The following discussion is an archived debate of the proposed deletion of the article below. Please do not modify it. Subsequent comments should be made on the appropriate discussion page (such as the article's talk page or in a deletion review). No further edits should be made to this page.

The result was keep. Sr13 (T|C) ER 04:16, 24 April 2007 (UTC)[reply]

Suicide method (edit | talk | history | protect | delete | links | watch | logs | views) – (View log)

This article appears to serve no purpose other than to act as a magnet for people who want to add unencyclopedic "how-to" information, which is a clear example of WP:NOT.

After various editors have now removed this extraneous content, what remains appears to be redundant, since every one of the topics covered seems to be a mode of death (asphyxiation, exsanguination, electrocution, death by gunshot, etc.) which already has its own detailed article elsewhere (or should have one), and a top-level summary of all known methods already exists at the Suicide#Suicide_methods subsection.

I propose that any remaining useful content in this article be aggressively refactored into the relevant cause-of-death-specific articles, each of which should then be briefly referenced in the short list given in the Suicide#Suicide_methods section, and that this article be turned into a redirect to that subsection. The Anome 12:15, 17 April 2007 (UTC)[reply]

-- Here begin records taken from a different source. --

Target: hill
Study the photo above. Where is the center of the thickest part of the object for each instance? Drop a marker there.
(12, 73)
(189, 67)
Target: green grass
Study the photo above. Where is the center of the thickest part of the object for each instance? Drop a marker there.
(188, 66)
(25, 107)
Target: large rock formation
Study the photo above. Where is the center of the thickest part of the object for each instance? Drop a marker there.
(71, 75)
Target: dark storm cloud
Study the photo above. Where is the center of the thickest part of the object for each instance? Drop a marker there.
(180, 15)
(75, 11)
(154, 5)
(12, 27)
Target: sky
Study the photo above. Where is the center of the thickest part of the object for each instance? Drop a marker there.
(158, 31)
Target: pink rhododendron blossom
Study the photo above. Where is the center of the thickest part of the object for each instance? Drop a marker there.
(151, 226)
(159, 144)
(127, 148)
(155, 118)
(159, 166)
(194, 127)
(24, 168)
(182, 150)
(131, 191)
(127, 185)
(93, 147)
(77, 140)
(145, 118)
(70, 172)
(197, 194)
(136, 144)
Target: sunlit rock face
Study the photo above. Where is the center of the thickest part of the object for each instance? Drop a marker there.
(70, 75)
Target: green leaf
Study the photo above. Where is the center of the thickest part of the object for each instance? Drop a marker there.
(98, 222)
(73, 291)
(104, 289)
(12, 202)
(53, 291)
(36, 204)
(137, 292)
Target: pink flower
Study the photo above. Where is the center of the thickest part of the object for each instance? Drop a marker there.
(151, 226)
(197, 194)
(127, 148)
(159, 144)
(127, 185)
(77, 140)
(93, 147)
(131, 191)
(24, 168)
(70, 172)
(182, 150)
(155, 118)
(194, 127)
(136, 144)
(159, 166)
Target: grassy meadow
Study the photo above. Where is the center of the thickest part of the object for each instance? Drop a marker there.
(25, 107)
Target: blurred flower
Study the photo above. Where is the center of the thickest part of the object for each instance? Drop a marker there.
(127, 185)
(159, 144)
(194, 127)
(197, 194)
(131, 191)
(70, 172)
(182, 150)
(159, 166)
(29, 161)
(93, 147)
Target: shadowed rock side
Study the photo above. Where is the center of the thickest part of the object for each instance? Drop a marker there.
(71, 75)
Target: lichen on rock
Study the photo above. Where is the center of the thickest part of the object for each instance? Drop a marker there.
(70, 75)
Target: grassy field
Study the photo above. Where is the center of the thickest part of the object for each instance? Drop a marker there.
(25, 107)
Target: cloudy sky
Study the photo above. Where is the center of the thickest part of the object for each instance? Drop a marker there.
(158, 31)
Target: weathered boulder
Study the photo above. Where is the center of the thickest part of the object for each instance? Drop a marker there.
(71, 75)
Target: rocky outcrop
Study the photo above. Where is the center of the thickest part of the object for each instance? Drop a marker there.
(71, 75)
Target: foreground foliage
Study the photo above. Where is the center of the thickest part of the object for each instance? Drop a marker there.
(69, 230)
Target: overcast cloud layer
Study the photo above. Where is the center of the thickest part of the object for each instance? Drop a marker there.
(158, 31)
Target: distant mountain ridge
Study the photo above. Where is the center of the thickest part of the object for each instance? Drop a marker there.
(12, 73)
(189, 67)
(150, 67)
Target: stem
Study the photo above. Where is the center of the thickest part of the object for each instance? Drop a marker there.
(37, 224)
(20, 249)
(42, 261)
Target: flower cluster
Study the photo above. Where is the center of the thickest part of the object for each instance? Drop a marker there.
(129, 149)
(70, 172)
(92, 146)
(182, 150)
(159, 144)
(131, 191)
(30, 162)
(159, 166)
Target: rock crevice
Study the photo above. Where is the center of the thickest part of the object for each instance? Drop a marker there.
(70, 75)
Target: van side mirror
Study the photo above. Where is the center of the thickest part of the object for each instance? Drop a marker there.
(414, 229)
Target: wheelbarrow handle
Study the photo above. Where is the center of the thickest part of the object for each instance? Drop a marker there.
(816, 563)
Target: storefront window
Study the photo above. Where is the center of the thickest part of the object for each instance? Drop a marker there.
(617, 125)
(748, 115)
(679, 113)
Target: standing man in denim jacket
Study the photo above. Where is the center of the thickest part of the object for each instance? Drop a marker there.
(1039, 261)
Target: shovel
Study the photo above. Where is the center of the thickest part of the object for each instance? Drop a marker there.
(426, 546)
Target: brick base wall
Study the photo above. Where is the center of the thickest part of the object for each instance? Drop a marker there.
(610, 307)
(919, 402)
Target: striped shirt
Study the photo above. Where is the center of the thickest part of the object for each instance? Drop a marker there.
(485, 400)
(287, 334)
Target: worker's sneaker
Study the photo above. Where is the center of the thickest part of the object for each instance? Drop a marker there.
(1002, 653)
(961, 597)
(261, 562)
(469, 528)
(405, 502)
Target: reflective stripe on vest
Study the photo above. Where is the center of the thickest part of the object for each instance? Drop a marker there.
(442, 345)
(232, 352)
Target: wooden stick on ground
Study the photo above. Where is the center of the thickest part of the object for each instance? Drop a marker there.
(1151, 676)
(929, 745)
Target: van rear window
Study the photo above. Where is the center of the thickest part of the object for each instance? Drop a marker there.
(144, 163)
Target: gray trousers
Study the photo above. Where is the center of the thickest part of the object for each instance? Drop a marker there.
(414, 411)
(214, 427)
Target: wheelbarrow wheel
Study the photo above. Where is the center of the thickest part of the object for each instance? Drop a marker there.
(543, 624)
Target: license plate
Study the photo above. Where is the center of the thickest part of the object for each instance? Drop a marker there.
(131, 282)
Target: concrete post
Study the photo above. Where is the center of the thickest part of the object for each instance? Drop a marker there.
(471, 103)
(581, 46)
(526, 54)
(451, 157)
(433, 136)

Howso? An AfD is about whether an article should be deleted. All manner of other edits up to and including merging and redirecting are done without needing to go through AfD (not that I believe merging would be appropriate in this case). Bryan Derksen 14:50, 17 April 2007 (UTC)[reply]
I'm not suggesting putting its content into the main suicide article: I'm talking about putting any useful non-duplicative content into the individual cause-of-death articles, and leaving references to them in the "suicide methods" subsection. -- The Anome 13:17, 17 April 2007 (UTC)[reply]
I'm not advocating censorship: I'm recommending refactoring into a very short subsection of suicide, and appropriately detailed treatments in cause-of-death subarticles, and then turning this article into a redirect. -- The Anome 13:17, 17 April 2007 (UTC)[reply]
See comments above: this article as-is is a compendium of duplicated information that could better be developed in the more specific articles. -- The Anome 13:18, 17 April 2007 (UTC)[reply]
Wikipedia is not censored, and I would strongly contest the idea that any article can kill someone. Articles don't kill people, people do. DickClarkMises 17:10, 17 April 2007 (UTC)[reply]
I agree, anyone wishing to kill themself probably isn't going to consult an article online about how to go about it. --Cyrus Andiron 17:43, 17 April 2007 (UTC)[reply]
Work to change the policy if you don't agree with it. There is nothing illegal about providing this information. To exclude this information for personal reasons is clearly a violation of all sorts of policies, including WP:NPOV. Information is not evil, folks—not any of it! DickClarkMises 18:15, 17 April 2007 (UTC)[reply]
And again you've missed the point. I just said that there are more important things in life sometimes than upholding an ideal. Not illegal, but not ethical either. And sorry if I'm emotional, but when I have a friend who nearly is no longer here because of the information presented on this page, then yes, information is evil. Would you post information on where Jews during the Holocaust, so anybody (including authorities) could look it up? Part Deux 18:19, 17 April 2007 (UTC)[reply]
Those two examples are completely not related. The article is not trying to advocate suicide. Besides, you couldn’t provide reliable sources about the location of the Jews anyway. It would be unsourced and removed as such. I’m not a big fan of the article either (I don’t think it’s written well). If it gets deleted, it should be because it is not a good article not because of moral objections. --Cyrus Andiron 18:49, 17 April 2007 (UTC)[reply]
The above discussion is preserved as an archive of the debate. Please do not modify it. Subsequent comments should be made on the appropriate discussion page (such as the article's talk page or in a deletion review). No further edits should be made to this page.